Media Bill: Two wrongs don’t make a right

The Media is crying, as usual, over the Media Bill. They are saying that the passed Kenya  Kenya Information & Communications (Amendment) Bill, 2013 if signed into law the President, then Kenya shall have made several steps backwards in relation to Media freedom and freedom of expression in general. Other issues that Media has over the Bill include:

  1. The Cabinet Secretary in charge of Information, Communication and Technology has powers to directly and indirectly control the media. This contravenes the constitution that requires no state agency or office shall control the media
  2. The Bill gives exclusive power to the Cabinet Secretary for Communications and Information to appoint members of the board of the proposed regulator to replace the Communications Commission of Kenya ~ Daily Nation
  3. The government having control CCK or a similar body will mean that the regulator works as a censorship agency for the government.
  4. A tribunal that will hear complaints both from the government and the media shall be appointed by the Cabinet Secretary and Judicial Service Commission.
  5. The fines demanded by the law that a failure by the media to adhere to professional standards are way too high. A tribunal working for the government and given powers to fine a media house up to Shs. 20 million if the media house fails to adhere to a professional standard is a money making mechanism.
  6. Though local content must be supported, frameworks for local content production must be put in place first before the media is demanded to provide 60% airtime to local content.

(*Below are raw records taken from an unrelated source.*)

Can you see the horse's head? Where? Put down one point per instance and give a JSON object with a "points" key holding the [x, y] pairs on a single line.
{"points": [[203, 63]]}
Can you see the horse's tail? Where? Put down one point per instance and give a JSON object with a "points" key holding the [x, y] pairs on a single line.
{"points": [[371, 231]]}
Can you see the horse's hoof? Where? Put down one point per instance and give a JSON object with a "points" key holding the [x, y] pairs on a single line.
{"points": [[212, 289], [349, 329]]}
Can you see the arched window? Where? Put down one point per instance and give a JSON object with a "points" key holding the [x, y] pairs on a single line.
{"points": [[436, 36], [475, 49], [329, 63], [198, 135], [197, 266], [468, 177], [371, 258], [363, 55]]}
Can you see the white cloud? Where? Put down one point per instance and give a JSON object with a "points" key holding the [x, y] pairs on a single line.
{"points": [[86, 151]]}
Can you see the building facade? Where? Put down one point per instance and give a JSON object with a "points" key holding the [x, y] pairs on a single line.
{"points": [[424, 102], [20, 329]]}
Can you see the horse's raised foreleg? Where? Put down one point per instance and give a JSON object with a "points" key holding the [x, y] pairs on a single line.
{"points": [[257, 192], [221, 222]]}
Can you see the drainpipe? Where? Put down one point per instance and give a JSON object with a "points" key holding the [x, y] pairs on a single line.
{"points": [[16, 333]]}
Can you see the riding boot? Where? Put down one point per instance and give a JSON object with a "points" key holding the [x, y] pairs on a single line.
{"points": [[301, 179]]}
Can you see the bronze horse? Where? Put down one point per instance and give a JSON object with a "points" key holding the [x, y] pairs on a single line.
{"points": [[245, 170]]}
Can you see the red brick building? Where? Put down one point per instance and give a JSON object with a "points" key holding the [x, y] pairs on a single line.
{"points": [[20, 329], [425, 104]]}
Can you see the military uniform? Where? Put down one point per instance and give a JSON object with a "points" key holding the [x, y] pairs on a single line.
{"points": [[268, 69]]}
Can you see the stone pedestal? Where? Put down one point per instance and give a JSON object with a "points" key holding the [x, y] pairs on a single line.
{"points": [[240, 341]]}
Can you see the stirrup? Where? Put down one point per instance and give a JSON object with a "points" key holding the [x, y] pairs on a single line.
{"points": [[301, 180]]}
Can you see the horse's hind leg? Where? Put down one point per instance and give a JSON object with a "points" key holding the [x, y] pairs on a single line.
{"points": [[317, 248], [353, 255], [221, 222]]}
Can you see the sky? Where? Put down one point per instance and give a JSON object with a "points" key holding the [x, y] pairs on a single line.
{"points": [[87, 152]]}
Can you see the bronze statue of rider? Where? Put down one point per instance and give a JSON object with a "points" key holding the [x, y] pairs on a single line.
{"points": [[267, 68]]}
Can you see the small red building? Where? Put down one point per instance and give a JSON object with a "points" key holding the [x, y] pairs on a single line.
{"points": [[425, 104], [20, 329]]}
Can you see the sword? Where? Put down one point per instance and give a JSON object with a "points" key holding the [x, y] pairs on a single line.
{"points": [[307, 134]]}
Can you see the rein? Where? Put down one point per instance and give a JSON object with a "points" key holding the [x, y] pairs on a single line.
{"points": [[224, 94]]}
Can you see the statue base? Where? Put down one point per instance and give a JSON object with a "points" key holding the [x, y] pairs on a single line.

Despite the valid points the media have over the Media Bill, a number of Kenyans seem happy with the bill, calling on the Media to shut up as they chose to shut up during the March 4th General elections. They say that the media chose to go to bed with the Government hence they don’t have a right to complain about the bill. One of such comments reads:

“Free media is a necessity in any society, but when the media is corrupt, that means they have sold their freedom and as such are not essential to the society. The media have been reckless in the past and should therefore be controlled” ~ Paraphrased.

Similar comments have been posted on Twitter and Facebook but I beg to differ. The Media could have been corrupted, or compromised. Did you notice that we hardly hear of major scandals in the government anymore? One person once told me that it is not that corruption increased under Kibaki’s administration, but the exposure is what increased. It would therefore be likely that it is not that corruption has decreased since the new government took office, but that the Media has indeed gone to bed with the government. Another person also told me that it is not that men and women have decided to suddenly fall in love with the animal kingdom, but that it is the media that has shifted focus from reporting the real issues that affect us to petty issues like a man falling in love with a monkey.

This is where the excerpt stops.